| Author(s) | Karl Marx |
|---|---|
| Written | 25 October 1852 |
MARX TO ENGELS
IN MANCHESTER
[London,] 25 October 1852 28 Dean Street, Soho
Dear Engels,
We must make some other arrangements about our correspondence. We undoubtedly have a fellow-reader in Derby's Ministry. Moreover, there is again someone keeping watch, or at least attempting to do so, outside my house (of an evening). Hence I can write and tell you nothing I deem it inadvisable for the Prussian government to learn at this moment.
Dana is treating me very badly. I wrote to him about 6 weeks ago, telling him exactly how things stood with me and that I must be paid by return for the articles I had sent. He has regularly published the articles but has not yet sent the money. I, of course, must continue punctiliously, notwithstanding. Otherwise it is I who will suffer in the end.
Now, as much as 5 weeks ago, I mollified my LANDLORD with my prospects in America. Today the fellow calls and makes a fearful scene in front of me and the HOUSEKEEPER. Upon my finally resorting to the ultima ratio,[1] i.e. abuse, he retired, threatening that if I didn't produce any money this week, he would throw me out into the street, but first would land me with a BROKER.
4-5 days ago 130 copies of the Brumaire arrived from Cluss. As yet I have been unable to get them from the customs because this would mean paying 10/9d. As soon as I've got the stuff out, I'll send it to the place you know and at once draw a bill on the same. With this and the Dana business I now have over £30 outstanding, yet often have to lose an entire day for a shilling.

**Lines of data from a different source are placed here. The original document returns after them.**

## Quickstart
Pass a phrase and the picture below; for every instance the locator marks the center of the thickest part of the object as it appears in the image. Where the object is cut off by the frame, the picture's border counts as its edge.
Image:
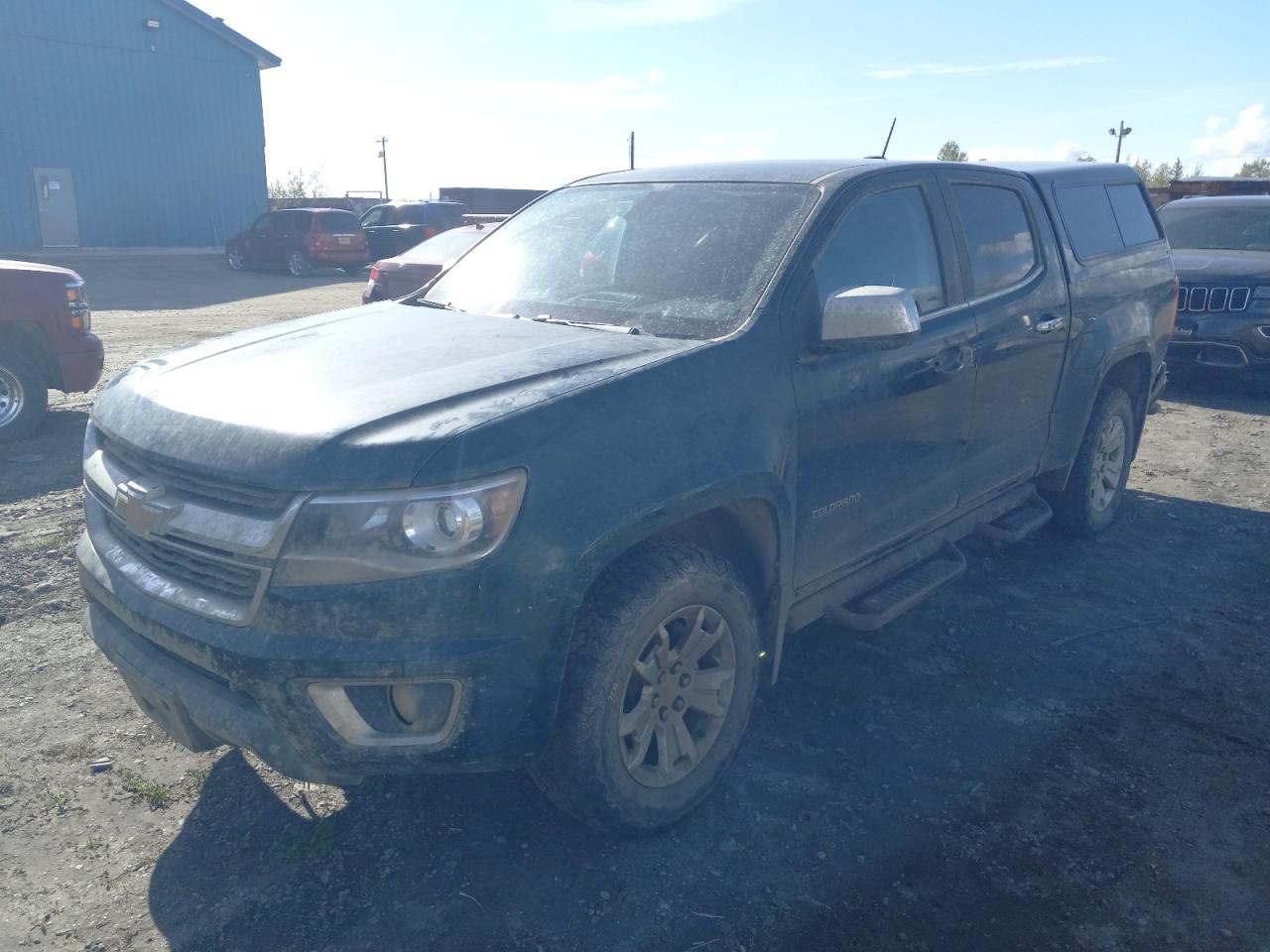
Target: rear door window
(1089, 220)
(338, 222)
(887, 239)
(998, 236)
(1133, 214)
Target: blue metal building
(131, 123)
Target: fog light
(423, 707)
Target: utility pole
(1119, 137)
(384, 155)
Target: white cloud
(562, 95)
(944, 68)
(621, 14)
(1223, 153)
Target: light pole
(384, 155)
(1119, 137)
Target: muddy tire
(658, 692)
(299, 263)
(23, 395)
(1095, 489)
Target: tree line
(1153, 175)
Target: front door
(55, 207)
(881, 431)
(1019, 298)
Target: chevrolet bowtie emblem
(143, 509)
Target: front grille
(252, 499)
(186, 563)
(1202, 298)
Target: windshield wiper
(426, 302)
(597, 325)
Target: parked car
(394, 227)
(300, 240)
(46, 341)
(1222, 253)
(561, 517)
(411, 271)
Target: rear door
(255, 241)
(881, 431)
(1017, 293)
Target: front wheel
(23, 395)
(298, 263)
(1095, 488)
(658, 693)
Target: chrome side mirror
(869, 317)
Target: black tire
(299, 263)
(1088, 504)
(23, 395)
(583, 769)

I assure you that, when I consider my wife's sufferings and my own impotence, I feel like consigning myself to the devil.
Kothes and Bermbach were arrested because I had sent the latter through the former a work necessary to the defence, which (despite thin paper and small pearl type) was somewhat bulky.[2]
The government thought it had made a splendid catch. But on the closer examination jeune[3] Saedt raised heaven and earth to have the thing suppressed, for the document contained curious STRICTURES on the capability, etc., of jeune Saedt and could, if communicated to the juries, only help to acquit the accusés.[4]
In the Neue Preussische Zeitung, 'G. Weerth' is said to be a member of the Central Authority in Cologne, and, indeed, this is cited from the bill of indictment.
Tell Weerth that I have heard nothing from Duncker.[5]
Your
K. M.
As soon as the trial is over, and whatever its outcome, we two must bring out one or two sheets, 'For the Enlightenment of the Public'. No such favourable moment to address the nation en large[6] will ever recur. Furthermore, we must not tolerate any semblance of RIDICULE which not even the moral dignity and scientific profundity of the gentle Heinrich[7] are capable of dispelling.
Cherval has himself written to the German Workers' Society in London[8] saying that he 'is a spy, but in the noble sense of "Cooper's spy"'.[9] I have conveyed the necessary explanation to one of the lawyers[10] by a safe route.
We should already start casting about with a view to the publication on the 'Cologne trial' mooted above. I think it would be best if you were to write to Campe asking him to give you the name of a reliable agent, should he himself be too afraid. Since your credit is good, the agent can be told that he will receive the money in, say, 3 months' time (against a bill), if he has not in the meantime repaid himself from the sales (as he certainly will do). For that matter, the cost of printing this sort of stuff would amount at most to 25 talers.
Vale![11] And think the matter over. We cannot remain silent and if we don't see to the printing in good time, we shall again miss the boat. We should, of course, have to make sure that the agent is not downright dishonest, for the thing will even have 'commercial' value.